By the way having the rent in escrow also protects the Tenant because when the court’s order is that the Landlord owes, let’s says, 30% of the rent to the tenant because of “poor conditions” and he is entitled to the remaining 70%, the tenant is given (according to current law MGL 239, 8A) one week to come up with the 70% or they become homeless. Since the rent was never escrowed most tenants can’t come up with it. So Mandatory Rent Escrow actually can help preserve the tenancy. That point is missed by most Landlord and Tenant Advocates.
Another question that was raised was “Doesn’t Mandatory Rent Escrow deprive tenants of their due process rights?”. The answer is “No”. Tenants still have the right to call the Health Board and poor conditions documented and they still can have their day in Court. The only thing that changes is that they need to demonstrate that they have the rent in a safe place. They are supposed to have the rent to begin with. We are simply asking that they prove that they have the rent to make sure they did not call the Health Board in Bad Faith, Retaliation or because they don’t have the rent. About 95% of all calls to the Health Boards are made in Bad Faith and about 50% of all Housing Court cases are caused by these calls.
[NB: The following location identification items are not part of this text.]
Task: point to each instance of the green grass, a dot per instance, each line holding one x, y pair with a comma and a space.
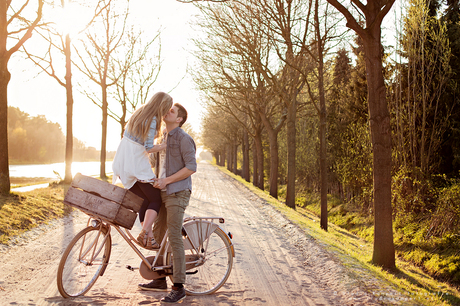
355, 253
20, 212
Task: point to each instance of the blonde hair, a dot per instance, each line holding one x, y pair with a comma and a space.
158, 106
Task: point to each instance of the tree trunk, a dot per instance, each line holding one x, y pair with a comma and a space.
5, 77
69, 98
255, 164
4, 80
229, 157
274, 162
104, 132
235, 158
291, 150
379, 117
322, 122
245, 149
260, 162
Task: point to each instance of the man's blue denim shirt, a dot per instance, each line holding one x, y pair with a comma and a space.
180, 153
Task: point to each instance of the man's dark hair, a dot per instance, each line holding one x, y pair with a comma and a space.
182, 113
And finally the question was raised “If tenants cannot withhold rent, wouldn’t landlords lose motivation to repair?” Well, tenants can still withhold rent and they can still use some of the withheld rent to repair (provided they can produce the required receipts later). The difference is that they can withhold but they cannot spend the rent on anything other than repairs (like food and utilities, for example, as they are doing now). This money does not belong to them to spend it. It belongs to the landlord until a judge says otherwise. Landlords have due process rights too (not that anyone cares about it (:) Landlords will not lose motivation because they want to get as much of the escrowed rent as possible. The longer they delay the repairs, the less they will get not to mention if they ignore the Health Report completely they can be found negligent and owe the tenants three rents.
Rep. Honan politely listened to what I had to say, asked several questions, but he did not answer mine. He kept giving me the same lame answer “We are studying the issues and listening to all sides…”
I have to say – at least we know one thing: If this bill does not come out of this Committee this year then it will never come out until the Committee gets new Chairs.